Suivi médical après une infection urinaire compliquée : quels examens prévoir ?

Après une infection urinaire compliquée, un suivi médical rigoureux s’impose pour prévenir toute récidive ou complication. Parmi les examens recommandés, l’uroscanner occupe une place essentielle. Cet examen d’imagerie permet de visualiser précisément les voies urinaires, de détecter d’éventuelles anomalies anatomiques ou la présence de calculs. Complémentaire aux analyses biologiques, l’uroscanner aide les professionnels de santé à établir un diagnostic précis et à adapter le traitement en fonction de l’évolution de l’infection.

Identification du type d’infection urinaire

Une infection urinaire compliquée nécessite un suivi adapté selon sa localisation et sa cause. Lorsque les symptômes sont sévères ou récurrents, un uroscanner peut être prescrit pour évaluer la présence d’anomalies anatomiques. Le type d’agent pathogène est également déterminant dans la conduite à tenir. Un prélèvement d’urines suivi d’une analyse microbiologique permet une prise en charge ciblée et efficace dès le début du traitement.

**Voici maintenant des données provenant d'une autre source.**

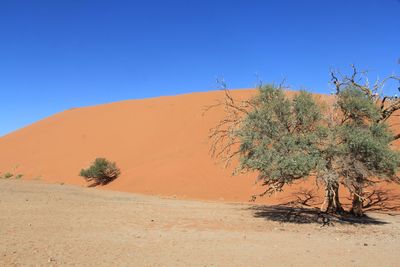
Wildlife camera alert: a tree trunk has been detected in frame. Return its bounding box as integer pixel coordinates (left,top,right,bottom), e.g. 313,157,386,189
321,181,344,214
351,179,364,217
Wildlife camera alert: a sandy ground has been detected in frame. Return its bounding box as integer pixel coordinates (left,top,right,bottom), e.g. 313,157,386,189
0,180,400,266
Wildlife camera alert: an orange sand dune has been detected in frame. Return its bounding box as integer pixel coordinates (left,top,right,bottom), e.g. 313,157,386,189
0,90,398,203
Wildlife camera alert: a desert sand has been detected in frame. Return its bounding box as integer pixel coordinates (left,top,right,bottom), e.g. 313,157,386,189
0,180,400,266
0,89,400,203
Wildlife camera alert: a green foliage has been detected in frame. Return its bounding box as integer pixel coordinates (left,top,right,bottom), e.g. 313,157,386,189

Examens de contrôle après traitement

Une fois le traitement antibiotique terminé, il est important de confirmer la disparition complète de l’infection. Une bandelette urinaire ou un examen cytobactériologique des urines (ECBU) est généralement réalisé. Ces examens permettent de détecter toute persistance de germe. En cas de récidive, des analyses plus approfondies peuvent être requises pour adapter ou prolonger le traitement antibiotique initial.

ECBU post-traitement

L’ECBU de contrôle se pratique généralement dans les 7 à 10 jours suivant la fin du traitement. Il vérifie l’élimination totale du germe. Ce test est essentiel si l’infection a été grave ou mal tolérée. Il permet aussi d’anticiper une éventuelle récidive. Si l’ECBU reste positif, un nouveau traitement peut être réajusté selon l’antibiogramme obtenu.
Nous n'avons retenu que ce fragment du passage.